Urban felt an automated routine kick in, locking out despair.
“Where is Griffin?” he demanded.
“A search of Griffin’s calculated position is presently underway.”
“You haven’t found it yet?”
“That is correct.”
“Keep looking. It has to be there.”
But did it? Did it have to be there? Didn’t Dragon’s survival indicate Griffin’s demise?
“Keep looking,” he said again.
Hours passed. Then days, but Griffin could not be resolved.
Griffin hunted the void, full stealth, its philosopher cells dark, its radar dormant, all transmissions silenced.
There was silence too, on the high bridge, with no conversation to endure from hibernating cells. Clemantine had to conduct her search without the benefit of their acute vision, but Lezuri’s ship was so small and dark the cells could not have seen it anyway, unless it came so close that it reflected a glint of their own light.

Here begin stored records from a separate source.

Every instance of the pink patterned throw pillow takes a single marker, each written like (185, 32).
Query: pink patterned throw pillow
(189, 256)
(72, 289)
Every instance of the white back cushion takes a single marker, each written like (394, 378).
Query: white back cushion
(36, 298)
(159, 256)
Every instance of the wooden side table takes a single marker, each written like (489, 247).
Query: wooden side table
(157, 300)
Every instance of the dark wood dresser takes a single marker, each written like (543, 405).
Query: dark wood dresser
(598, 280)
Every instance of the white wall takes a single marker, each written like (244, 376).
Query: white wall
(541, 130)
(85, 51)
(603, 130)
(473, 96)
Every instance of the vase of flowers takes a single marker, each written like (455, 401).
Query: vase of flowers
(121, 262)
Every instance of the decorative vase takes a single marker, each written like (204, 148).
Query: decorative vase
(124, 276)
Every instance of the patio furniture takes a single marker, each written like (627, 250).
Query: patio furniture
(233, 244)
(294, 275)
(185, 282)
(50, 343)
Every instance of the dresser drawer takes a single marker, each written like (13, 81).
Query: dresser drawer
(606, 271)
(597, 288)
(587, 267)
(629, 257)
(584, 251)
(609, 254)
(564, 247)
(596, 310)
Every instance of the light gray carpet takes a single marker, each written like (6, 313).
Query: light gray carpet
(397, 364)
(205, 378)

For Clemantine, the silence was a welcome respite that let her focus on the Near Vicinity as she tracked Lezuri’s propulsion reef. The faint signal cut out for hours and she thought she’d lost him. Then the signal reappeared, shifted intensity, changed trajectory, vanished again. The Pilot calculated where Lezuri should be. They swooped in on a heading meant to intercept his little ship, but did not find him.